All scars tell a story. They also draw attention. I learned that at an early age. I was born 2 months early with a dislocated hip. I wore corrective leg braces, then numerous casts, and when the last one came off, it was discovered that my left knee cap had been pushed to the left where it should be, and grown there. At the age of 2, I had reconstructive knee surgery to put it where it needed to go, leaving me with a vertical scar that goes all the way up my knee and ends midway up my thigh. The doctors told my parents it would eventually fade. Alas, it is still there, plain as day.
I can't remember how old I was when I first realized I had a scar, but when I did, I asked about it. At that time, I couldn't comprehend what it meant for me to have had a major surgery like that. I didn't even know the complications of my birth until some years later. But I didn't dwell on my scar until I wore shorts or dresses, and immediately everyone was drawn to my legs. Often, I would get asked "What happened?" and "Were you in a car accident?" My peers would sometimes make fun of me, mainly because of my flat feet and noticeable leg length differences which caused a slight limp. I also came to realize much later that I had scoliosis, which had most likely was genetic or because of my early birth. The funny thing was, I still didn't think of myself as anything other than normal, all throughout my childhood. I ran, played, climbed trees, skinned my knees...did everything like normal, much to my parents' nervousness. It was only as a teenager I felt out of place, and my parents were the ones who had come to the conclusion that I was perfectly alright. They tried persuading me of this to no avail. Gym class was a humiliating experience for me, since unlike elementary school I was required to wear shorts while participating. I was treated well by my teachers but my peers were another story. Having extra hair also didn't help matters, as I was labeled as a "freak." When I broke my right ankle in 7th grade, it magnified my problems, and I started having hip pains. From then on out, I was painfully aware of what was wrong with me. No one around me would help me forget it.

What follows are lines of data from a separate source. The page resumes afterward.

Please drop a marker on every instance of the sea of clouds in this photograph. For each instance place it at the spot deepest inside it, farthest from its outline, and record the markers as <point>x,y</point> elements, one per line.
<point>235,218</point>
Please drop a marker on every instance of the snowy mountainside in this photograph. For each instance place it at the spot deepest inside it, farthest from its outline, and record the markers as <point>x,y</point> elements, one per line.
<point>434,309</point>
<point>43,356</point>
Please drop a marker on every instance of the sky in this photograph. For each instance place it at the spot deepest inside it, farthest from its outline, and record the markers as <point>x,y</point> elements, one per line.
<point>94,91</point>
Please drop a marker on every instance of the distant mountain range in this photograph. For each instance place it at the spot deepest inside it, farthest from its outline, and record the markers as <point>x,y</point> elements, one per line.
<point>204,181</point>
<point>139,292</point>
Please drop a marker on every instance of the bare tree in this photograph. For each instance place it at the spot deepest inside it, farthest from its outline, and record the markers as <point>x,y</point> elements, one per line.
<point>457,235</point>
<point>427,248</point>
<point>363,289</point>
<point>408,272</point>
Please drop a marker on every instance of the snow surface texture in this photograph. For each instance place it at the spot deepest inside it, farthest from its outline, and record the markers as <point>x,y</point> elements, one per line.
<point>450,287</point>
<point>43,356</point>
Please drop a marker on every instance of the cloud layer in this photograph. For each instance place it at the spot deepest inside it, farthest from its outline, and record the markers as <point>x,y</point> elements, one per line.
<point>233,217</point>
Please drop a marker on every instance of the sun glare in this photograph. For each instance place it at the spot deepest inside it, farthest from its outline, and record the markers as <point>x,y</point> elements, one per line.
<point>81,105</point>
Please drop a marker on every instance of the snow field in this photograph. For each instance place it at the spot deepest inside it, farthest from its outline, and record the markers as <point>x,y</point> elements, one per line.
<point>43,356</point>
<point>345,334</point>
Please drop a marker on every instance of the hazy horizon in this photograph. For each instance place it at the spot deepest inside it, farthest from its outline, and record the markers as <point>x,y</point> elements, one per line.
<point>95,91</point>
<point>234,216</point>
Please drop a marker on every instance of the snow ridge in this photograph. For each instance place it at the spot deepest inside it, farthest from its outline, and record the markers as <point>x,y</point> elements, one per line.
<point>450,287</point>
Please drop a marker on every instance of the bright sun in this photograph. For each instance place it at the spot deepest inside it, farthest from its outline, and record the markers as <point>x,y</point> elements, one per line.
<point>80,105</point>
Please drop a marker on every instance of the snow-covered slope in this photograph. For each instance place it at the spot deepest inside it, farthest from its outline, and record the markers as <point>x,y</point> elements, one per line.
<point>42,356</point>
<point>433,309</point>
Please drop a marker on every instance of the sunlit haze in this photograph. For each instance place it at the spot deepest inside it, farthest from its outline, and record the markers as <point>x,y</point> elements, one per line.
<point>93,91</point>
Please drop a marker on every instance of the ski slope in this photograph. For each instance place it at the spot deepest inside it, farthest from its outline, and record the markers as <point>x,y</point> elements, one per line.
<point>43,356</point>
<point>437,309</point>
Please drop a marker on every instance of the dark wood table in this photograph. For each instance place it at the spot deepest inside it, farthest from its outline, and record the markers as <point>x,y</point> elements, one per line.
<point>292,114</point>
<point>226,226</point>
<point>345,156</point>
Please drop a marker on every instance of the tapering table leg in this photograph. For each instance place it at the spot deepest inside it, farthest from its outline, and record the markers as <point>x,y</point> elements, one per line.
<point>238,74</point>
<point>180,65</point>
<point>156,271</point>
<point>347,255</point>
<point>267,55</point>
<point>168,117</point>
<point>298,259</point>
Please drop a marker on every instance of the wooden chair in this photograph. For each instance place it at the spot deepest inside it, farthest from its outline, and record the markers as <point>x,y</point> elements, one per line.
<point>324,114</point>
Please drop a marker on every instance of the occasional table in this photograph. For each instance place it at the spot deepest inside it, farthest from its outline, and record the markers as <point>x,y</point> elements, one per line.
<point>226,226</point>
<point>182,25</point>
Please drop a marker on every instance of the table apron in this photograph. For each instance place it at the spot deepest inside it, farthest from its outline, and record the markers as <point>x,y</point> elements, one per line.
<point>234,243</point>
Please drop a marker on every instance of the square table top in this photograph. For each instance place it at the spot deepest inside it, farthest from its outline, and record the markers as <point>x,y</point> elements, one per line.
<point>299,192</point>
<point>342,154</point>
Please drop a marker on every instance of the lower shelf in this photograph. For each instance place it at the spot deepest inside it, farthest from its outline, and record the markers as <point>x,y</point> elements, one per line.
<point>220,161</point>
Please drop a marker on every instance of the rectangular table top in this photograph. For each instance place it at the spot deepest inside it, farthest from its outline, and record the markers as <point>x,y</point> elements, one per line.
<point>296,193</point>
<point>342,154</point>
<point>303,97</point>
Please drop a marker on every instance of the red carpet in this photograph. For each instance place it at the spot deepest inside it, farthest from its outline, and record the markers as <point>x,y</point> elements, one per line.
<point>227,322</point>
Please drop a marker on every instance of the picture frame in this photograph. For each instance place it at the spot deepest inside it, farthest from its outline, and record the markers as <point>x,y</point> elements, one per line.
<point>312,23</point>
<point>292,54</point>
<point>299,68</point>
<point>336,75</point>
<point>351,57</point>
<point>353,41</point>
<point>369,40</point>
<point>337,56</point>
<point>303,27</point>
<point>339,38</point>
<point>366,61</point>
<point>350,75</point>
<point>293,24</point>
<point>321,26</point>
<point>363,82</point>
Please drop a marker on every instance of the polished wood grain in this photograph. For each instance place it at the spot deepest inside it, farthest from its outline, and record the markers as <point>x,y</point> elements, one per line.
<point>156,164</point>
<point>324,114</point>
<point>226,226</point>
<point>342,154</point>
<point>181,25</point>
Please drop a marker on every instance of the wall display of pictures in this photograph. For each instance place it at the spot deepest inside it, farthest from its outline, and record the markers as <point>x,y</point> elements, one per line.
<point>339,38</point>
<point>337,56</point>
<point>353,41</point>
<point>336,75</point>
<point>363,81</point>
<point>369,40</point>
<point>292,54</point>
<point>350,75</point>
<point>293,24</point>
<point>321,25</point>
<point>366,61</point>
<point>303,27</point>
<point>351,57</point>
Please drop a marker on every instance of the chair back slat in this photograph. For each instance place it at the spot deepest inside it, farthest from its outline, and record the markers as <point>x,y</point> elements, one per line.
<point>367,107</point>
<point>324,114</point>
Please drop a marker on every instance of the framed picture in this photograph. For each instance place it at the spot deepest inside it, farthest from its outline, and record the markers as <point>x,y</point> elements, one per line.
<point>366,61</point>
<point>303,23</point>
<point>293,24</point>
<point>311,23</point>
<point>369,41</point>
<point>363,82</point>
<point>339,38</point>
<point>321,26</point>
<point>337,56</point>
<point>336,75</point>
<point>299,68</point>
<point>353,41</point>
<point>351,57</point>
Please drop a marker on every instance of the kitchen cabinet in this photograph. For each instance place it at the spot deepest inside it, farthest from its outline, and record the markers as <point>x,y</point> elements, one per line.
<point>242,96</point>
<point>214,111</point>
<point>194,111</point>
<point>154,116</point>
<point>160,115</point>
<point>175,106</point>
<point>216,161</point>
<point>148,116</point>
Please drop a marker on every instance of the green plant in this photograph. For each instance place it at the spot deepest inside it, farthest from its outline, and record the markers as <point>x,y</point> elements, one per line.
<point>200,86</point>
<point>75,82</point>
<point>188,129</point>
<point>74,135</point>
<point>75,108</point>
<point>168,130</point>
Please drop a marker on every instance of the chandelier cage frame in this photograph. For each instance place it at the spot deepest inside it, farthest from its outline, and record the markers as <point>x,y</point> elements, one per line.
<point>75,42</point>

Yet when I met my future husband, my concerns drifted away. He didn't care about how I looked, so why should I continue to? That attitude stuck with me to the point where when I would wear shorts or dresses and get questioning looks, I actually have forgotten I had my scar! Now that I'm older, it doesn't bother me as much, and I've been seeing a chiropractor for close to a decade. I feel so good about myself that I truly do have moments when I don't see anything but my leg, and disregard my scar. If my daughter ever has anything happen and gets a highly visible scar or knows others who have scars, I hope that I will be able to share my thoughts on this, and assure her that she is just as beautiful and normal as everyone else, that judging a book by its cover (or a person by appearance) is a mistake.